Zunächst maß Richard die Temperatur des Meerwassers. Dieselbe betrug 17 Grad. Das war für ein Eismeer sehr warm! Er beobachtete nun die Temperatur und die Strömungen weiter und kam im Laufe der Zeit zu der Ueberzeugung, daß an der Küste ein warmer Strom entlang lief. Damit war die Existenz von Menschen hier gesichert, und die Wintertemperatur würde vermutlich von der des Sommers nur wenig verschieden sein. Dafür sorgte das eine gleichmäßige Wärme ausstrahlende Meer, wenn auch Eis und Schnee nie schmelzen würden.
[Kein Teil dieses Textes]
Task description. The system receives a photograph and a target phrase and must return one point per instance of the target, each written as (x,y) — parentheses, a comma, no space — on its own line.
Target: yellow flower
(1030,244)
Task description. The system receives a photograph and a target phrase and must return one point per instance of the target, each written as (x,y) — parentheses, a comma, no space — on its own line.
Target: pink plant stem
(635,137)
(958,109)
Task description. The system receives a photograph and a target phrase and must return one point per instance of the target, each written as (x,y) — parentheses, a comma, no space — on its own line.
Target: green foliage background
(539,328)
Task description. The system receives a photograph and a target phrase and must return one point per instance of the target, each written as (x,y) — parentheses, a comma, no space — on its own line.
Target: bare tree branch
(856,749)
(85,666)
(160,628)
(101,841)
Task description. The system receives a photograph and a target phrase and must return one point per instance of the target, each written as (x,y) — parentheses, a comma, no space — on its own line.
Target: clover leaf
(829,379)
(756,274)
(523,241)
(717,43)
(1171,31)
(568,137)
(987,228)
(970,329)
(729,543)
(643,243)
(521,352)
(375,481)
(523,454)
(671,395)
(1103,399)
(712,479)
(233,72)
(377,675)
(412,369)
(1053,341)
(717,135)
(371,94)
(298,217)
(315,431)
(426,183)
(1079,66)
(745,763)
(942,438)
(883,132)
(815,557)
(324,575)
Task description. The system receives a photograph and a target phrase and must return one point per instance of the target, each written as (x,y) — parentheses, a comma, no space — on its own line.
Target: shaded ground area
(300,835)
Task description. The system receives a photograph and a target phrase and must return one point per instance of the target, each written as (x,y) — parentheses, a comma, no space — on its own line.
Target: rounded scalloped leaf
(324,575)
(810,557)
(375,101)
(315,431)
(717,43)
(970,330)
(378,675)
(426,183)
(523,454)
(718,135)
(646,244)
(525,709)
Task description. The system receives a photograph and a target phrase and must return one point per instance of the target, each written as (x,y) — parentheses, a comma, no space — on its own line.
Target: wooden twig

Letzteres war aber gerade gut, denn nun würde auch das gefrorene Fleisch nie auftauen und in Verwesung übergehen.

Wie sie noch so dastanden und staunten, kam plötzlich vom Horizonte eine große, graue Wolke immer schneller und schneller heraufgezogen, dann senkte sich die Wolke, stieg wieder hoch, senkte sich abermals und beschrieb endlich einen Bogen. Es rauschte, schnatterte und kreischte – und die ersten Polarvögel, Eidergänse, Eiderenten, Möwen und andere Vögel hatten sich auf der vereisten indischen Halbinsel niedergelassen. Von nun an würden sie hier nisten, brüten und dem Fischfange obliegen. Die ehemalige Polargegend war ihnen zu warm geworden, sie waren ihrem Instinkte gefolgt. Nun war es vorauszusehen, daß nach ihnen die Walfische, die Robben und die anderen Bewohner der Polarmeere kommen würden; nach diesen wieder die Eisbären, Renntiere und die Moschusochsen, wenn sie auch zu ihrer Wanderung über Land vieler Jahre bedurften. Schließlich hatten die Vögel auch schon in ihren Därmen den Samen von Polarflechten mitgebracht. Bald mußte daher unter dem Schnee isländisches Moos zu finden sein.